Николя Д’Этьен Д’Орв - Тайна Jardin des Plantes
— Потом все здесь к вам привыкли: смотрители зоопарка, сотрудники музея, жители соседних кварталов, посетители… Когда вы были маленькие, все, кто видел, как вы играете в саду — как будто на огромной персональной детской площадке, — называли вас…
— Адам и Ева, — прошептал Сильвен.
— Да, или Поль и Виржини, — прибавил старик с ностальгической улыбкой.
Но Тринитэ, отбросив всю эту романтику, напрямик спросила:
— Но ведь не восхищение окрестных жителей заставило вас отказаться от первоначального плана?
Любен со стоном вытянулся на кровати. Его лицо побледнело. Угли в камине погасли, полностью залитые водой.
— Нет… просто нам неожиданно повезло…
Тринитэ взглянула на него непонимающе.
— Вскоре после рождения Сильвена и Габриэллы парижская мэрия развернула масштабные подземные работы, которые даже Жервеза и ОЛК не смогли остановить.
— Какие работы?
— Прокладку новых линий RER[14].
— И что же?
— Сами о том не подозревая, рабочие засыпали все ходы, ведущие в Аркадию…
— И… аркадийцы оказались заперты под землей? — в замешательстве проговорила Тринитэ. — Они не смогли оттуда выйти, даже когда работы закончились?
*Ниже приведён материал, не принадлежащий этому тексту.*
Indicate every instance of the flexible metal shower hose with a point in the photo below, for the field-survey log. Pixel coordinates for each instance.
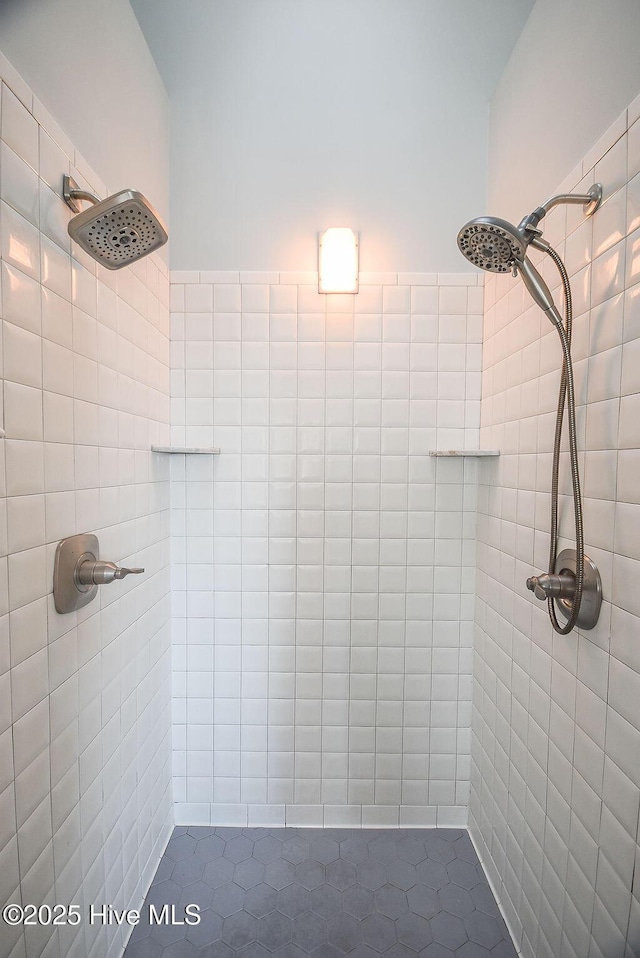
(566, 392)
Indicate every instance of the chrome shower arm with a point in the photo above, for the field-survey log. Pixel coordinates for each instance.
(72, 194)
(590, 201)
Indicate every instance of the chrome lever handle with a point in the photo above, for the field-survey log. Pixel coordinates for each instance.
(99, 572)
(549, 586)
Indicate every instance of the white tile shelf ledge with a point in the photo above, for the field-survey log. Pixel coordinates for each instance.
(456, 453)
(188, 450)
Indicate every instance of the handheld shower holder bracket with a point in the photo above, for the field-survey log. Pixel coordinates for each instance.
(560, 586)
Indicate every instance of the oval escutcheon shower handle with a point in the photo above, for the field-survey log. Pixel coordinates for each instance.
(78, 571)
(99, 572)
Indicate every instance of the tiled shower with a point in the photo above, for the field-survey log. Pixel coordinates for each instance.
(330, 692)
(324, 563)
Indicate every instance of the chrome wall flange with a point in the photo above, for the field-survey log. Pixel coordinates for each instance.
(591, 590)
(78, 570)
(592, 205)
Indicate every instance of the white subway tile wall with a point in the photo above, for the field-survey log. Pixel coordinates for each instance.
(555, 793)
(323, 564)
(85, 787)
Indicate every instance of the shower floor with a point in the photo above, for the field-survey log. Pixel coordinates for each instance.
(326, 893)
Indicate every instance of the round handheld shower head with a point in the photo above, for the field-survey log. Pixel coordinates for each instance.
(492, 244)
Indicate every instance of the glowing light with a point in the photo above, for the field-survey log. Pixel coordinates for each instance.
(338, 261)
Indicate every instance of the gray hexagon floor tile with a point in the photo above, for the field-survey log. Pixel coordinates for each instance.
(332, 893)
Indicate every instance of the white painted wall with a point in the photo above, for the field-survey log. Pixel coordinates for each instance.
(573, 70)
(90, 66)
(289, 117)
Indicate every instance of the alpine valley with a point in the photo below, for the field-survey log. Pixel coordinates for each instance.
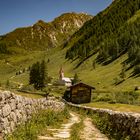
(104, 50)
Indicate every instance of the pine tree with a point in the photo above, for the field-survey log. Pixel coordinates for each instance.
(38, 75)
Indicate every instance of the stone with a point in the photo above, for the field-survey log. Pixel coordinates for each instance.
(6, 110)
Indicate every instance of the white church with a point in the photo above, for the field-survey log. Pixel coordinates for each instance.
(64, 81)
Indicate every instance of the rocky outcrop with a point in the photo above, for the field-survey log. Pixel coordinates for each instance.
(15, 110)
(122, 124)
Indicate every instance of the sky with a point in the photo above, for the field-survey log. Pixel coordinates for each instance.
(21, 13)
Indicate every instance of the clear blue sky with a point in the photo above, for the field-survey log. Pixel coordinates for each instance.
(19, 13)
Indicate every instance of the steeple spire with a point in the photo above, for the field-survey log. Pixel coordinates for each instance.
(61, 73)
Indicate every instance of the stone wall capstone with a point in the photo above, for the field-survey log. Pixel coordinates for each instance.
(124, 124)
(15, 109)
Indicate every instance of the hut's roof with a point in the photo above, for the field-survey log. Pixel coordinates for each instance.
(82, 84)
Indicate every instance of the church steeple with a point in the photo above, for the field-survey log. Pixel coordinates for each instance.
(61, 73)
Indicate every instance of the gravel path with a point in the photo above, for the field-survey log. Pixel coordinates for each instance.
(63, 132)
(90, 132)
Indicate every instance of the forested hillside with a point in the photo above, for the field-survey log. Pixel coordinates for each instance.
(112, 33)
(42, 35)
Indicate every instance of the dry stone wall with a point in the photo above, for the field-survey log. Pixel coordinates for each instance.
(16, 109)
(122, 124)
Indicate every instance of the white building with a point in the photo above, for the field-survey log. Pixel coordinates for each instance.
(64, 81)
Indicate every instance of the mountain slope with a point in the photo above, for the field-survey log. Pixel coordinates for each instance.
(96, 35)
(43, 35)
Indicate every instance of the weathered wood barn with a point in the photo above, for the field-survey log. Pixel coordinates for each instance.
(79, 93)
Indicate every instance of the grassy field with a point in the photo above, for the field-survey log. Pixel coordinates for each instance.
(102, 77)
(39, 124)
(115, 107)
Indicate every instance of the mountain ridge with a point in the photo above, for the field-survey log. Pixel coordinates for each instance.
(42, 35)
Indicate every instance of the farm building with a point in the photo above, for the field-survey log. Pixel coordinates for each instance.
(79, 93)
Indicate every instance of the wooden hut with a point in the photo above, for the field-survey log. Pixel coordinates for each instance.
(79, 93)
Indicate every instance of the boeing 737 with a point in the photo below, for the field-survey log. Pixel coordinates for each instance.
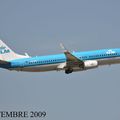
(68, 61)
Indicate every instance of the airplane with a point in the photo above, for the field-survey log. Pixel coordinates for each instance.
(67, 61)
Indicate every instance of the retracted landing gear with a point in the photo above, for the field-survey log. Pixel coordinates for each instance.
(68, 71)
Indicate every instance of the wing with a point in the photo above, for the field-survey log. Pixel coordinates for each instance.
(72, 61)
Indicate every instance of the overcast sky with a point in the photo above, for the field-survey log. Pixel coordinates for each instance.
(37, 27)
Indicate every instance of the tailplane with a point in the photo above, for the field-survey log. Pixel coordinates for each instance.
(6, 54)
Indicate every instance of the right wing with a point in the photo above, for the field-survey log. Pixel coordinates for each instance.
(72, 61)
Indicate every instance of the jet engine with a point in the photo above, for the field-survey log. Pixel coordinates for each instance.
(90, 64)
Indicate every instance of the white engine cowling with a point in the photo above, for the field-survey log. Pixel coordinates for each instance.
(90, 64)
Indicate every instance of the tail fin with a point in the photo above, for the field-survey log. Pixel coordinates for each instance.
(6, 54)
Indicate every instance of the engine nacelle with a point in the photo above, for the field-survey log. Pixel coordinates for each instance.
(90, 64)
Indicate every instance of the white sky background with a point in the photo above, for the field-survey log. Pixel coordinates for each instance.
(37, 27)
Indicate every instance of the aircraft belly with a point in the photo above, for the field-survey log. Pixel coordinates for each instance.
(39, 68)
(109, 61)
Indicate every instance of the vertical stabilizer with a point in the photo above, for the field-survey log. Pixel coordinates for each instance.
(6, 54)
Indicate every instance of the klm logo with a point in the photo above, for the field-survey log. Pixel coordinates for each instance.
(4, 50)
(110, 52)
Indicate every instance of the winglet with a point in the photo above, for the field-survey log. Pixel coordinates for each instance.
(63, 47)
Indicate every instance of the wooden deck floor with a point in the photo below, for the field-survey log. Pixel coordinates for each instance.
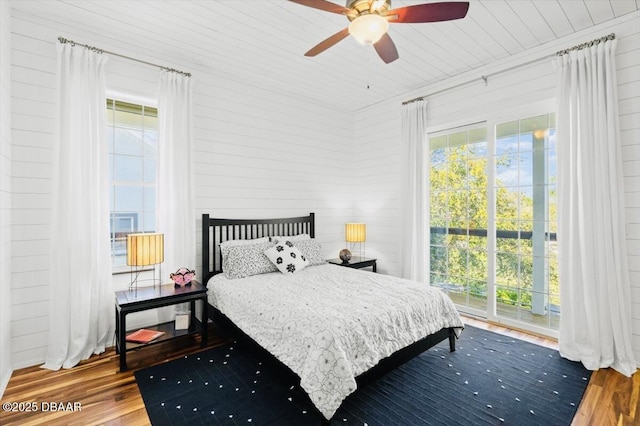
(108, 397)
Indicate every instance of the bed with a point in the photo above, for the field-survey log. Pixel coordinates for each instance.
(335, 328)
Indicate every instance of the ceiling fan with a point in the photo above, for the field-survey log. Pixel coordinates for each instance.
(370, 21)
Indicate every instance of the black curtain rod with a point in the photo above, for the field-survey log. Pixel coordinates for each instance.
(611, 36)
(97, 50)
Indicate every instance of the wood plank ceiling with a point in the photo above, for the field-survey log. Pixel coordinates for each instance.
(263, 41)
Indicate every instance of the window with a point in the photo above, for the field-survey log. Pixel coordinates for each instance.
(132, 138)
(493, 220)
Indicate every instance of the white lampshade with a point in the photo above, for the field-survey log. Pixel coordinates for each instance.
(368, 29)
(355, 232)
(145, 249)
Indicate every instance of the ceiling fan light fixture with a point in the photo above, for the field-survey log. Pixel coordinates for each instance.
(368, 29)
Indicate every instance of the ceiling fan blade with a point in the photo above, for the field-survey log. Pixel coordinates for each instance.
(430, 12)
(386, 49)
(324, 45)
(327, 6)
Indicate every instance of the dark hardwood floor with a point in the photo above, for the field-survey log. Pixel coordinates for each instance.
(107, 397)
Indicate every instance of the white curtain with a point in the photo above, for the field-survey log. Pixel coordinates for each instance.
(81, 296)
(175, 204)
(414, 232)
(595, 324)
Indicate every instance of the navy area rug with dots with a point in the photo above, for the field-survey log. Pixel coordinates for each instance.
(490, 379)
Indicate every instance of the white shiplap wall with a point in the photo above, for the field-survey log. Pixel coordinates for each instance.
(5, 194)
(258, 153)
(378, 136)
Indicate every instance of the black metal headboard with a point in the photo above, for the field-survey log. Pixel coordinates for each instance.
(215, 231)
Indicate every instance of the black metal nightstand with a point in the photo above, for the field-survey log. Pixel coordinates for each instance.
(141, 299)
(356, 262)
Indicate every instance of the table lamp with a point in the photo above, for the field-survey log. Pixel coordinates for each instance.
(144, 250)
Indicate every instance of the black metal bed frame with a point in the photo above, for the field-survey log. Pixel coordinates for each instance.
(215, 231)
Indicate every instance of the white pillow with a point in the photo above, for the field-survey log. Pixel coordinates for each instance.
(233, 243)
(286, 257)
(244, 260)
(299, 237)
(311, 250)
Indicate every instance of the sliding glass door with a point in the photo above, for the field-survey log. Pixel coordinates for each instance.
(492, 220)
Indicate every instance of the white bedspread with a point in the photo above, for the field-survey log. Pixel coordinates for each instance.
(329, 323)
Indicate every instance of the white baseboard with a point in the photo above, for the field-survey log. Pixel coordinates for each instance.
(5, 382)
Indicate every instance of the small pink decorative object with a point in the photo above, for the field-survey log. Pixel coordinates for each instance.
(182, 277)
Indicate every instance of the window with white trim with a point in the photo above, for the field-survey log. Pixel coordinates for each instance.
(132, 139)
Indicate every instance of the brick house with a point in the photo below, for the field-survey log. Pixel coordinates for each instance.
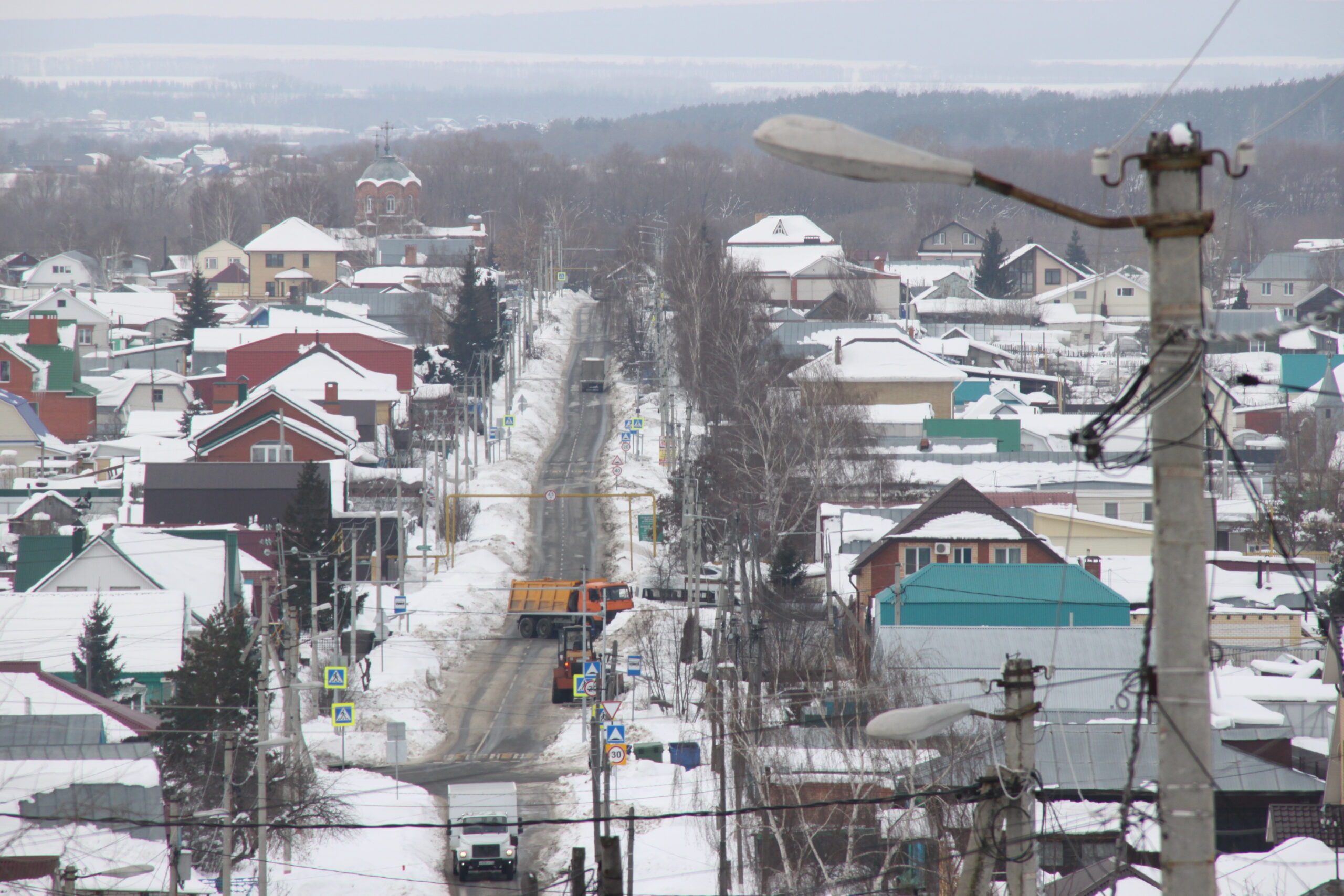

— Нам ничего не было об этом известно…
— Как это ничего? — спросил Сильвен.
— Мы с Жервезой ждали их появления в любой момент. Мы готовы были отдать им полный отчет о наших экспериментах, об эволюции белых обезьян — поскольку, разумеется, они ничего не знали о твоем с Габриэллой существовании…
— А они так и не пришли…
Глаза Любена на мгновение широко раскрылись.
— Никогда.
Тринитэ, ничего не понимая, смотрела на комнату, на грозящую ворваться в дом убийственную воду за окном, на весь этот мир, стоящий в двух шагах от гибели…
— Но тогда… вот это все…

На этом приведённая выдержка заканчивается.